Tarih: 22.02.2024 13:55

SİNCAP...

Facebook Twitter Linked-in

 

 

Öylesine bir telaş, öylesine bir heyecan ve koşturmaca içindeydi ki... Onu gözlerimle takip edip, fotoğrafını çekebilmek için oldukça zorlanmıştım.

Bu arada zaman zaman durup, etrafını kolluyordu. İşte o anlardan birinde deklanşöre bastım ve sincabı ağzında tuttuğu palamutla yakaladım.

Çocukken köye gittiğimizde bahçede, ağaçlar arasında dolaşırken gördüğümüz sincapları yakalamak için uğraşır dururduk. Ama ne mümkün...

Daldan dala, ağaçtan ağaca zıplayan sincaplar, bir bakıyorsun ağacın tepesinde, bir bakıyorsun yerde, koşturup duruyor. Ağacın bir o yanından bir bu yanından bakıp oyun oynuyor.

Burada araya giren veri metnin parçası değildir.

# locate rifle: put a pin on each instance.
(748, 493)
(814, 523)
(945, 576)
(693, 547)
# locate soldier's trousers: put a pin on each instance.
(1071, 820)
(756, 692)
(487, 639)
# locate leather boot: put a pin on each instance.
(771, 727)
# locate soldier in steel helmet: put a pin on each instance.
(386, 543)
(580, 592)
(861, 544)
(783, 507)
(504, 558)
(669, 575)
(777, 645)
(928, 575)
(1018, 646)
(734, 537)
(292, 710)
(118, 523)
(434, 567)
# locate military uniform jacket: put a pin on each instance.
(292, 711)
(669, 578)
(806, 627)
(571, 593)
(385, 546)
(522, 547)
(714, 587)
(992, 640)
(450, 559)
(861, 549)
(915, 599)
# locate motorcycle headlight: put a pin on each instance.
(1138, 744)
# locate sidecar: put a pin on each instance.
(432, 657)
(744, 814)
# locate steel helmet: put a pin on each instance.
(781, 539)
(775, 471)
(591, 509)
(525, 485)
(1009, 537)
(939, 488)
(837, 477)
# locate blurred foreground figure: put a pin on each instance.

Velhasıl sincap mı bizimle oyun oynardı, yoksa biz mi onunla, ama onlardan birini değil yakalayabilmek, dokunmak bile kısmet olmazdı.

Fakat doğadaki her hayvan gibi sincapları da çok severim. Hayvanların da evlere tıkılıp, gerçek yaşam alanlarından koparılmasına da karşıyım.

Hele de hava atmak için kedi ve köpeklerin bir süreliğine sahiplenilip, sonra da sokağa terk edilmeleri beni derinden yaralıyor.

"Tıpkı dalındaki bir çiçeği sever gibi, koklar gibi; kırmadan, incitmeden, üzmeden korumak ve kollamak varken, böyle bencil davranmak nedendir?" diye hep düşünür dururum.

Ben de isterim tabii ki bir kedim, bir köpeğim, hatta bir sincabım olsun. Onu besleyeyim, bakımını yapıp, koruyayım. Bazen karşıma alıp konuşayım, sohbet edeyim. Birbirimizin gözüne bakarak anlaşalım.

Ama bunu yalnızca ben istiyorum diye yapamam. Onun da istemesi gerek. Onun da benim yanımda mutlu olması gerek. Bunu onlara yaşamı boyu sağlayacağımdam emin olamadığım için bulundukları yerde seviyorum.

Çünkü benim gözlerimdeki hayvan sevgisini onların fark etmesini isterken, onların bakışlarında da insan sevgisi görmek istiyorum. Korkmadan, ürkmeden, kaçmadan... (t.d.)